Published on: October 2, 2024, 06:53h.
Updated on: October 2, 2024, 06:53h.
A Thai finance leader is urging policymakers to finalise casino gaming legislation by the middle of this month and is emphasizing the inclusion of provisions to allow global companies to bid for licenses in Thailand.
Deputy Finance Minister Julapun Amornvivat disagreed with a proposal from parliament member Korrawee Prissanantakul to have the planned entertainment complexes, including gaming venues, run by the government. While Amornvivat is encouraging the Thai customs, excise, and revenue departments to develop entertainment district plans by mid-month, he advocates for a cautious approach.
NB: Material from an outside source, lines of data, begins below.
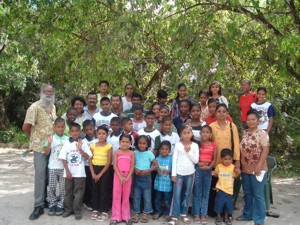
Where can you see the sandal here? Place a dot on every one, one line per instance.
(135, 218)
(145, 218)
(218, 221)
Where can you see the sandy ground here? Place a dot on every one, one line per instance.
(16, 196)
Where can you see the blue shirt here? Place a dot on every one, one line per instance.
(143, 159)
(164, 182)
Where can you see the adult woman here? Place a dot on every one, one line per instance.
(254, 151)
(225, 134)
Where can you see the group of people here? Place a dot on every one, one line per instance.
(161, 161)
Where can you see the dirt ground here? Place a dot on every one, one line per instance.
(16, 196)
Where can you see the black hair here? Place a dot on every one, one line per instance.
(162, 94)
(78, 98)
(166, 143)
(71, 125)
(262, 88)
(203, 92)
(103, 127)
(59, 120)
(116, 120)
(123, 135)
(104, 99)
(226, 152)
(87, 123)
(139, 137)
(215, 83)
(253, 112)
(222, 105)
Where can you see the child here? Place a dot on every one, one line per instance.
(207, 158)
(99, 166)
(265, 110)
(126, 100)
(72, 154)
(142, 178)
(149, 130)
(104, 117)
(212, 105)
(185, 107)
(56, 168)
(138, 119)
(123, 166)
(224, 199)
(186, 155)
(203, 97)
(89, 130)
(215, 91)
(166, 134)
(196, 123)
(181, 95)
(163, 181)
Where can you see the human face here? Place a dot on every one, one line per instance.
(205, 134)
(184, 108)
(127, 127)
(164, 151)
(103, 88)
(261, 95)
(59, 128)
(186, 134)
(78, 106)
(252, 121)
(71, 116)
(105, 106)
(221, 113)
(196, 112)
(150, 120)
(142, 144)
(138, 114)
(215, 89)
(75, 133)
(182, 92)
(89, 131)
(115, 126)
(166, 127)
(102, 135)
(92, 100)
(227, 160)
(125, 143)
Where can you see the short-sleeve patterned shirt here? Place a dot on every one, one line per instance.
(42, 125)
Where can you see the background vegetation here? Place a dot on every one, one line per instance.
(153, 44)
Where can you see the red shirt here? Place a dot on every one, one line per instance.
(245, 103)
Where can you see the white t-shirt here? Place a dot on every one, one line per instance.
(56, 146)
(153, 134)
(75, 160)
(126, 104)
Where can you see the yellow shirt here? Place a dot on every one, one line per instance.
(226, 180)
(223, 140)
(100, 154)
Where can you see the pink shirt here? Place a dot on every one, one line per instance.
(207, 152)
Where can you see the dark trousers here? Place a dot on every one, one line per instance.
(101, 200)
(74, 194)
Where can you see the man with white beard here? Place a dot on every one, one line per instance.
(38, 125)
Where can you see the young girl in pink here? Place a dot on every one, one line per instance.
(123, 166)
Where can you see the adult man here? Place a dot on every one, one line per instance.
(38, 125)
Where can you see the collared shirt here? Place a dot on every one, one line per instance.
(42, 125)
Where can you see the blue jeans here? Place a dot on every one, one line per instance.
(142, 187)
(254, 198)
(159, 196)
(181, 195)
(201, 191)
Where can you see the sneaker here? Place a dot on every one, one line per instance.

We need to evaluate the project thoroughly to avoid negative impacts on the economy and society,” stated the deputy finance minister in a recent interview with The Bangkok Post.
Thailand recently concluded a public comment period on the 22-page Draft of the Complete Entertainment Business Act B.E. This period ran until August 18 and it appears that Thai citizens support the introduction of casino hotels to boost the country’s tourism industry, a major driver of economic activity.
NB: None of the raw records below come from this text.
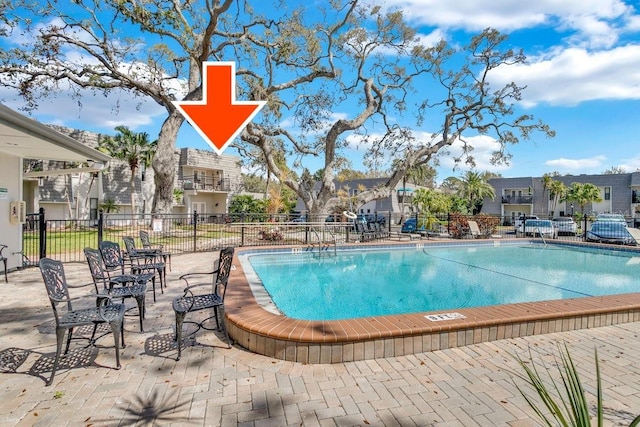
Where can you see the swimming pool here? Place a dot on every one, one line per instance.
(397, 281)
(255, 324)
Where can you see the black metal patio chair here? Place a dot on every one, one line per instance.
(192, 301)
(114, 264)
(67, 318)
(119, 286)
(158, 247)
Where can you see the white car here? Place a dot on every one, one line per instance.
(611, 217)
(565, 225)
(538, 227)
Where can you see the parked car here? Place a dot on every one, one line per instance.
(538, 227)
(333, 218)
(518, 222)
(565, 225)
(379, 218)
(301, 218)
(409, 226)
(611, 217)
(610, 232)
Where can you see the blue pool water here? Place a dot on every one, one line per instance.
(396, 281)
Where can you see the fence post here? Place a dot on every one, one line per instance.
(100, 226)
(42, 231)
(195, 229)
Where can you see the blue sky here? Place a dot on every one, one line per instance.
(582, 78)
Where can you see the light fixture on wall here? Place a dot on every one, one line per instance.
(95, 165)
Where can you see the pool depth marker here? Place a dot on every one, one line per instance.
(219, 117)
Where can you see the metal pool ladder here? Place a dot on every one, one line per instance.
(321, 246)
(541, 236)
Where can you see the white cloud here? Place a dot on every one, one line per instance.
(582, 165)
(483, 148)
(575, 75)
(587, 17)
(631, 165)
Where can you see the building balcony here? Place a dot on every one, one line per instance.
(210, 184)
(517, 200)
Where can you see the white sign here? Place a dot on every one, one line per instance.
(445, 316)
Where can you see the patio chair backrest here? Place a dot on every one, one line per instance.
(111, 256)
(144, 238)
(96, 267)
(473, 228)
(55, 283)
(129, 244)
(224, 267)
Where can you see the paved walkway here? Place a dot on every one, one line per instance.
(215, 386)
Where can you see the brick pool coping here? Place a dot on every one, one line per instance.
(336, 341)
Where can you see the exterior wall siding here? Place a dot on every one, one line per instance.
(620, 197)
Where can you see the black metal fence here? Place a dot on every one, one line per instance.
(179, 233)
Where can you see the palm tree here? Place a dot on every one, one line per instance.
(475, 189)
(546, 185)
(557, 191)
(417, 174)
(133, 148)
(583, 194)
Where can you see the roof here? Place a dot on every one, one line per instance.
(30, 139)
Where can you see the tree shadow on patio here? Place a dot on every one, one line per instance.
(153, 410)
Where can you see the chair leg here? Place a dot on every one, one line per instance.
(66, 350)
(59, 340)
(179, 322)
(118, 333)
(162, 272)
(224, 325)
(141, 309)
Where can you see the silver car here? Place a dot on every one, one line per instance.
(565, 225)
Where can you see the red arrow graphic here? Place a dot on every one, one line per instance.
(219, 118)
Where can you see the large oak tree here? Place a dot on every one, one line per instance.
(345, 73)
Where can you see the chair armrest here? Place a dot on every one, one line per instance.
(188, 275)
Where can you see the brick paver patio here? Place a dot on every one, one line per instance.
(215, 386)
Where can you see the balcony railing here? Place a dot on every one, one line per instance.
(206, 183)
(518, 200)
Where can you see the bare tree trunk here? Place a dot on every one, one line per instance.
(164, 163)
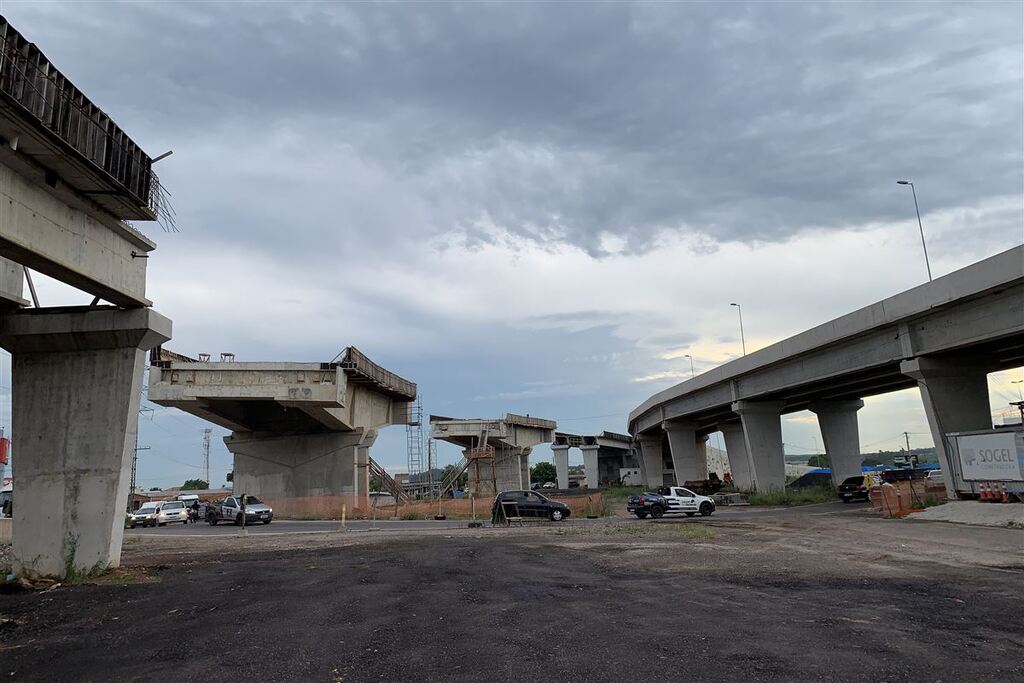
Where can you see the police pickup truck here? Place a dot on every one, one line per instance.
(229, 510)
(670, 500)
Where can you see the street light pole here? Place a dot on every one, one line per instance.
(742, 339)
(924, 246)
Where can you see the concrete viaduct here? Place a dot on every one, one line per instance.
(301, 432)
(70, 179)
(943, 337)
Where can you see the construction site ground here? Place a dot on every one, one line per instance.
(824, 592)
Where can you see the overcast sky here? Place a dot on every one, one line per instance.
(541, 208)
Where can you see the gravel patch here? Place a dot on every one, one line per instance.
(975, 512)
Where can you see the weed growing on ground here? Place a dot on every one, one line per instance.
(620, 494)
(792, 497)
(648, 530)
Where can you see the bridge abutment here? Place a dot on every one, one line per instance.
(841, 434)
(955, 398)
(763, 435)
(590, 465)
(77, 377)
(561, 454)
(687, 451)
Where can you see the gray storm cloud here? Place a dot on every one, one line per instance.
(383, 124)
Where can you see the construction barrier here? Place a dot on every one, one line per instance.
(902, 498)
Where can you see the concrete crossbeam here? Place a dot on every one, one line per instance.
(77, 381)
(275, 467)
(840, 433)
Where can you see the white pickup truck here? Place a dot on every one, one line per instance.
(670, 500)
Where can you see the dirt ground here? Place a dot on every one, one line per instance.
(812, 594)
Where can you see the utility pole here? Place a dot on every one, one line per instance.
(206, 455)
(134, 456)
(909, 456)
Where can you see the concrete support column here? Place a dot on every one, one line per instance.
(650, 460)
(955, 398)
(561, 454)
(524, 469)
(590, 467)
(763, 434)
(702, 457)
(838, 422)
(77, 377)
(363, 475)
(686, 459)
(735, 447)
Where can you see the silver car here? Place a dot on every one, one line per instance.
(172, 511)
(147, 515)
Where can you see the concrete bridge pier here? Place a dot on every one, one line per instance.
(651, 460)
(955, 398)
(702, 457)
(838, 422)
(284, 468)
(77, 376)
(687, 451)
(590, 464)
(735, 447)
(561, 453)
(763, 435)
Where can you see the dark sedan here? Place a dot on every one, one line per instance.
(528, 504)
(853, 488)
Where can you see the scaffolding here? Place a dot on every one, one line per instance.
(414, 440)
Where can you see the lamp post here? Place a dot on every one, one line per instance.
(742, 340)
(924, 246)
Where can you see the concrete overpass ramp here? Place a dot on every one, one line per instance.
(300, 431)
(495, 452)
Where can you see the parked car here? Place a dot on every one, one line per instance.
(646, 504)
(146, 515)
(529, 504)
(229, 510)
(856, 487)
(172, 512)
(670, 500)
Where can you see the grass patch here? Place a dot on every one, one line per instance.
(792, 497)
(613, 495)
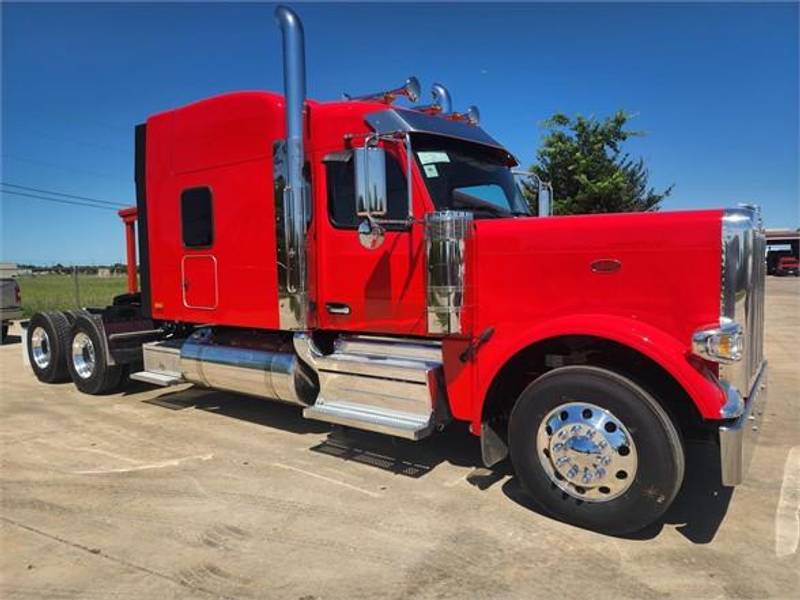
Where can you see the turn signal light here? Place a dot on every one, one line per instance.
(723, 343)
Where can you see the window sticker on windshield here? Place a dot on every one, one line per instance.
(429, 157)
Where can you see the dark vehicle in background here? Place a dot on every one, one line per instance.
(10, 304)
(787, 265)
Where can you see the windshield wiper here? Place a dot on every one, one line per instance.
(467, 201)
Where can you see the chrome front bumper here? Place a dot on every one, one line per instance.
(738, 438)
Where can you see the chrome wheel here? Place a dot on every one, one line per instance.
(83, 357)
(587, 452)
(40, 347)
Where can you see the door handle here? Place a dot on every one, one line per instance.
(337, 308)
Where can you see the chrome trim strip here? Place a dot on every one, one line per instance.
(742, 290)
(390, 385)
(738, 439)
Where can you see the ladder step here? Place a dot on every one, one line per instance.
(405, 425)
(157, 378)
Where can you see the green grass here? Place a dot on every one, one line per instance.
(57, 292)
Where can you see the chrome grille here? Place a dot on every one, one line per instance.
(742, 293)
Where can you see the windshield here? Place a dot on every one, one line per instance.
(464, 176)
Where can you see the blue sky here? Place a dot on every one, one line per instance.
(715, 86)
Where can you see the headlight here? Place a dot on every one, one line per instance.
(723, 343)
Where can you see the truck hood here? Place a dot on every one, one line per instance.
(662, 269)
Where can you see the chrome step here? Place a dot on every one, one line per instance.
(162, 379)
(388, 385)
(412, 427)
(161, 363)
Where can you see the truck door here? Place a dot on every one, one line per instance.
(380, 289)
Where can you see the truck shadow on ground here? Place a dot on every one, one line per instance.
(11, 339)
(697, 512)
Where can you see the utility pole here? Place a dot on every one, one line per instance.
(77, 287)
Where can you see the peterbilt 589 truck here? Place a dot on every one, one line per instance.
(378, 266)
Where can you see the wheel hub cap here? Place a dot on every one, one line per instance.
(83, 358)
(587, 452)
(40, 347)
Leading Gaming Companies Eyeing Thailand
With limited growth opportunities, especially outside the US, major players in the gaming industry are considering entering Thailand.
Las Vegas Sands, MGM Resorts International, and Wynn Resorts are among the US operators potentially seeking Thai licenses. MGM has indicated that its efforts in the country would be overseen by its MGM China division, which manages two integrated resorts in Macau. Given its significant presence in the Asia-Pacific region, Genting is also a contender for a Thai casino license.
Amornvivat informed The Bangkok Post of a vision where any private sector entity can apply for a permit in Thailand as long as it meets certain criteria, including an initial investment of nearly $1.3 billion, an application fee of around $13,000, and a licensing fee of approximately $640 million.
Overall, this would amount to a minimum investment of $2 billion per operator to establish a casino in Thailand, which may be appealing as it is lower than the financial commitments in other regions.
Attractive Casino Tax in Thailand
Local taxes are a concern for gaming companies, with no consistency across regions. However, Thailand seems to be aiming to attract the industry in this regard.
Experts anticipate Thailand opting for a 17% tax on gross gaming revenue (GGR) – the same rate as in Singapore. This tax rate is seen as attractive and competitive with other casino markets in the region.
Recent reports indicated that policymakers supportive of the casino plan in Thailand wish to see three gaming venues in the capital city of Bangkok and at least two more in rural areas.